The agency is asking the public to comment on the proposed labels through Tuesday, January 11. The FDA has until mid-June to select 9 images that will be paired with the warning text on a rotating basis. By fall 2012, the new health warning text and images are required to be included on all cigarette packages.

The updated warnings are required under the Family Smoking Prevention and Tobacco Control Act enacted in 2009. The law mandates 9 larger and more striking warning statements with color graphic images portraying the health consequences of smoking, the FDA said.
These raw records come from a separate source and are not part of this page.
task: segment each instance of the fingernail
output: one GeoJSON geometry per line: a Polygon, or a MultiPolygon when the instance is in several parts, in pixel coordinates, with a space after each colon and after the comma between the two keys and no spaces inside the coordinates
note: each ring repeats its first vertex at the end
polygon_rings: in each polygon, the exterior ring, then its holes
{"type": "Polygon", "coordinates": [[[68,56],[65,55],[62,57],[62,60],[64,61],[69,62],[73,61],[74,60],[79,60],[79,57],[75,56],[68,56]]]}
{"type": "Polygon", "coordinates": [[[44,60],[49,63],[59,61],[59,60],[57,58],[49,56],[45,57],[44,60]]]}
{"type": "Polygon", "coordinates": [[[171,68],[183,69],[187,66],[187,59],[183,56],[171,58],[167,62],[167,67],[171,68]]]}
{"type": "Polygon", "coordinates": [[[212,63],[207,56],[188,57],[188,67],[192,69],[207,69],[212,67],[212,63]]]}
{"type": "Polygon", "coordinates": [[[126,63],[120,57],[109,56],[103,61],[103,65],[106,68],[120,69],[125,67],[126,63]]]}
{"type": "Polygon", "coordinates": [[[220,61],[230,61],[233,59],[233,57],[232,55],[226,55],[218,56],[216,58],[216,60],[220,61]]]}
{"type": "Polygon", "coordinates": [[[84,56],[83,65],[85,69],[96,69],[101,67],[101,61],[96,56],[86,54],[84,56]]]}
The warnings are supposed to cover the top 50% of the front and rear panels on every cigarette pack and comprise at least 20% of every cigarette advertisement.

The 9 warning statements already are determined: cigarettes are addictive; tobacco smoke can harm your children; cigarettes cause fatal lung disease; cigarettes cause cancer; cigarettes cause strokes and heart disease; smoking during pregnancy can harm your baby; smoking can kill you; tobacco smoke causes fatal lung disease in nonsmokers; and quitting smoking now greatly reduces serious risks to your health.

Although the label changes are shaping up as a result of the recent law, federal offi cials say they also are part of a wider government attack on cigarette smoking that includes more support for cessation programs, more aggressive enforcement of illegal tobacco sales to minors, and a 62-cent increase in the federal cigarette tax to more than $1.